The report, Out of Stock Out of Excuses: Ranking retailers on seafood sustainability, shows that while some retailers have made progress on providing sustainable seafood others are ignoring the crisis in the oceans.
We released the report in Montreal at a news conference 22 May 2009.
Not enough progress
All chains must do more to protect the world's oceans and fish stocks.
"Our analysis shows that major supermarket chains are still part of the problem of destroying our oceans and destroying seafood," said Beth Hunter, Greenpeace oceans campaign coordinator. "Some of the chains have taken steps in the right direction, but bigger strides are needed to ensure fish for the future. Supermarkets are selling our oceans and themselves out of stock."
Ranking the major supermarkets
The report ranks the major supermarket chains. Here's how they scored out of 10:
- Loblaw 2.4;
- Sobeys 1.1;
- Walmart 1.0;
- Overwaitea 0.9;
- Federated Co-Operatives 0.9;
- Costco 0.7
- Safeway 0.3; and
- Metro 0.1.
Out of Stock Out of Excuses ranking criteria
Greenpeace visited supermarkets, contacted representatives and assessed their performance against seven criteria:
- 1. Sustainable seafood policy: did a policy exist, is it implemented;
- 2. Information on how seafood is harvested: what criteria were used for excluding seafood from unsustainable fisheries or aquaculture operations;
- 3. Sustainability initiatives: efforts made to work with suppliers to find sustaiable alternatives and to support research;
- 4. Traceability: ensuring that seafood can be traced back to the ship;
- 5. Labelling: providing customers with information on scientific name of species, origin, method of catch or farming;
- 6. Redlist species sold: number of Redlist species sold by a chain out of 15;
- 7. Promotion and auditing: efforts to raise customer awareness about sustainability, working with stakeholders on fisheries issues and undertaking audits
The why behind scores
Loblaw received the highest overall score because it has released a sustainable seafood policy that would see the company only selling sustainable seafood by 2013. However, the policy is short on detail and is not yet implemented, so Loblaw did not receive a passing mark.
The Metro chain received the lowest ranking, in part because it has no plan to develop a sustainable seafood policy. It also sells 14 out of the 15 Redlist species.
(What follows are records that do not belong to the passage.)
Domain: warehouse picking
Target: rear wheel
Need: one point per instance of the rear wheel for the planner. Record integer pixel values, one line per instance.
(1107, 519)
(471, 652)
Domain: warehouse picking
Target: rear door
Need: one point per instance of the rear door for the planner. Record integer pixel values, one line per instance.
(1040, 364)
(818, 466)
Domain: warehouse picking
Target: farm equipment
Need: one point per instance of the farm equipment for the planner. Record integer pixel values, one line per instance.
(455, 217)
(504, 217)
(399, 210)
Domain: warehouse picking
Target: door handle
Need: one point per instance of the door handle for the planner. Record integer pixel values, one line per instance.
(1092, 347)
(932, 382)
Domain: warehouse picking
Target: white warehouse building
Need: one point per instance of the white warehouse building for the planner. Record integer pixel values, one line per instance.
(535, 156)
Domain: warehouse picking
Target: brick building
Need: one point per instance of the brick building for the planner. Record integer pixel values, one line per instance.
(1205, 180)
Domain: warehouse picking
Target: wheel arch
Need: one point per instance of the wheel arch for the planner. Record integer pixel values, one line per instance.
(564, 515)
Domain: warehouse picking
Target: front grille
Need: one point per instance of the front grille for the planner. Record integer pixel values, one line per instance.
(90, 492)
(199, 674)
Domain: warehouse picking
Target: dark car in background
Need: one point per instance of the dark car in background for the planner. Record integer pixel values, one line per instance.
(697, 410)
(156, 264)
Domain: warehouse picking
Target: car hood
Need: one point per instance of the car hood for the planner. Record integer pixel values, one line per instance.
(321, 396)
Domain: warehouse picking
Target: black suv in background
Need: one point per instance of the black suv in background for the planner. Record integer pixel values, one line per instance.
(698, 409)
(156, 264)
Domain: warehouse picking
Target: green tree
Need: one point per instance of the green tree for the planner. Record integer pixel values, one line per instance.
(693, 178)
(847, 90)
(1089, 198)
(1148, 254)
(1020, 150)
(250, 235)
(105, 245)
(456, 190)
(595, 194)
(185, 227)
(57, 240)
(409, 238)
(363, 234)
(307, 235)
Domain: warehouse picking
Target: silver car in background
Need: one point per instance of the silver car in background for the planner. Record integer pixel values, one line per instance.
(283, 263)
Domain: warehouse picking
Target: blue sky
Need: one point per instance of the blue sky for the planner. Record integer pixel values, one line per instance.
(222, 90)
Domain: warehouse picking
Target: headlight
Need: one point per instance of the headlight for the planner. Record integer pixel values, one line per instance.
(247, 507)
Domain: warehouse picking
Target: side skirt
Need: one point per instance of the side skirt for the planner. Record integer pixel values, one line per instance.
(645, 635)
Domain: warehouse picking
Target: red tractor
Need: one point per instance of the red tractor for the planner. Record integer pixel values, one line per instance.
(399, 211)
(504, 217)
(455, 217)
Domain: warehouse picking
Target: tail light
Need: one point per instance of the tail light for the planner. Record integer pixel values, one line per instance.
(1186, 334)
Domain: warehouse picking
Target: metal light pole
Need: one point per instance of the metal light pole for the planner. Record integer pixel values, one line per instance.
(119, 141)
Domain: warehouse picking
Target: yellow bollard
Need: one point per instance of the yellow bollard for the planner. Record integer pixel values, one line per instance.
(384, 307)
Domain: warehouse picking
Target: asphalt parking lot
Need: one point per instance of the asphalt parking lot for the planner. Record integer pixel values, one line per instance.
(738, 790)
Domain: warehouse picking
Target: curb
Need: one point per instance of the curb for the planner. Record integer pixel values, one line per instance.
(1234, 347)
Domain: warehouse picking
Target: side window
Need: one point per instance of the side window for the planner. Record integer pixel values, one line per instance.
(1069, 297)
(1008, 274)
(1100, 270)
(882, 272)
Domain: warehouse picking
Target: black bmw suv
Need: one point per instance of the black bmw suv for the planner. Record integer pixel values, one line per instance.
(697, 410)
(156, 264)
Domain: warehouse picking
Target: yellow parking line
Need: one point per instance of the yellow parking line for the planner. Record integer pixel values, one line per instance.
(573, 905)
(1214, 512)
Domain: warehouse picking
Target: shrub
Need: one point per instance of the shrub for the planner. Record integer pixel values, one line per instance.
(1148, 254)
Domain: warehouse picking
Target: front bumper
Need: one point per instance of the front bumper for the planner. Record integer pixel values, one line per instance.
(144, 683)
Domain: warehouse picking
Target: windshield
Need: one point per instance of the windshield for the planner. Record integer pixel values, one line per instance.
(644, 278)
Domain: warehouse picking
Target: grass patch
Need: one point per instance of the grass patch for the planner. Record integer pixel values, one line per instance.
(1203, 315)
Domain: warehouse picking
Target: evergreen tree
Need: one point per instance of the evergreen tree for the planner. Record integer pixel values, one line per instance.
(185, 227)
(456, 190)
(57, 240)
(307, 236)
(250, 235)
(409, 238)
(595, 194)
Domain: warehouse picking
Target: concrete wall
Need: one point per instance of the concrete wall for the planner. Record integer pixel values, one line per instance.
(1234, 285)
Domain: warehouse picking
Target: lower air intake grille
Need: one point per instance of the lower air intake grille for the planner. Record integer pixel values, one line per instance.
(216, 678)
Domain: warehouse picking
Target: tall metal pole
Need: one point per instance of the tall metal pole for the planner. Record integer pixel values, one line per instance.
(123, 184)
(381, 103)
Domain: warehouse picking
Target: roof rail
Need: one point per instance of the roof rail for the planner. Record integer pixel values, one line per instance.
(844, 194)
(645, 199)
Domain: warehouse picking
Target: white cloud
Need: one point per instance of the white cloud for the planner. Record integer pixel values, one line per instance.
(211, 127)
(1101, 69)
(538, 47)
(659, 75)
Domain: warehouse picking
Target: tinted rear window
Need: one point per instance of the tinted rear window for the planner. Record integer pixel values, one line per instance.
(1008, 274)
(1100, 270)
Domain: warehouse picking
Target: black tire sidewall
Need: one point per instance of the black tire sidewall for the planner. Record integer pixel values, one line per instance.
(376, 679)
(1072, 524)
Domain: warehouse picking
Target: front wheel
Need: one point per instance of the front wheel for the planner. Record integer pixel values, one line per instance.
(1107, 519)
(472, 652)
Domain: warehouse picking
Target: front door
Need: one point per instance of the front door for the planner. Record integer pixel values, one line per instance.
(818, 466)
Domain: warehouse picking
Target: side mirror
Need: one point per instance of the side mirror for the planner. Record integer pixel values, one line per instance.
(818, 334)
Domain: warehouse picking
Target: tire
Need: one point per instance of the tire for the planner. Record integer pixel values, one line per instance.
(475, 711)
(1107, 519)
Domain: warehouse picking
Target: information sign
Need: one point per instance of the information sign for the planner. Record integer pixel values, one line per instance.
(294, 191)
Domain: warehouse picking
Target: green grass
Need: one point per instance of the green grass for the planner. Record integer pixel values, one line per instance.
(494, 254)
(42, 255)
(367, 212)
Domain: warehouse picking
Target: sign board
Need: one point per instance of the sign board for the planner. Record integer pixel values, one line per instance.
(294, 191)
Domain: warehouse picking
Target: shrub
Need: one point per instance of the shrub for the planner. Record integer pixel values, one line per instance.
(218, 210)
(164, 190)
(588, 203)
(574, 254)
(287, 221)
Greenpeace has established a Redlist of 15 seafood species that are harvested by the most harmful fishing and farming practices.
Our new report shows that Canada's major chains sell between six and 14 of the 15 species. In all cases, they do not provide their customers with enough information that would allow them to easily choose species that are under less pressure.
The Redlist was explained in a report we issued last year Out of Stock: Supermarkets and the future of seafood.
In last year's report, we challenged Canadian supermarkets to do much more to protect the oceans. A key challenge was to ask them to stop selling Redlist species and adopt strong policies.
So far, none of the supermarket chains has lived up to the challenge and removed all Redlist seafood from their shelves.
Ocean situation worse
Since last year's report the situation in the oceans has worsened.
For example, scientists have determined that one of Canada's Atlantic cod stocks off western Newfoundland will never recover and other stocks show little sign of recovery since the cod fishery collapsed in the early 1990s.
Around the world, fish such as bluefin tuna and orange roughy face similar declines.
Don't buy, don't sell Redlist fish
"Metro and several other supermarkets seem to find it acceptable to sell seafood that is overexploited, illegally fished or destructively farmed," said Sarah King, Greenpeace oceans campaigner. They are making no effort to protect the oceans. There is an urgent need for all supermarkets to heed the message of our campaign: Don't buy, don't sell Redlist fish."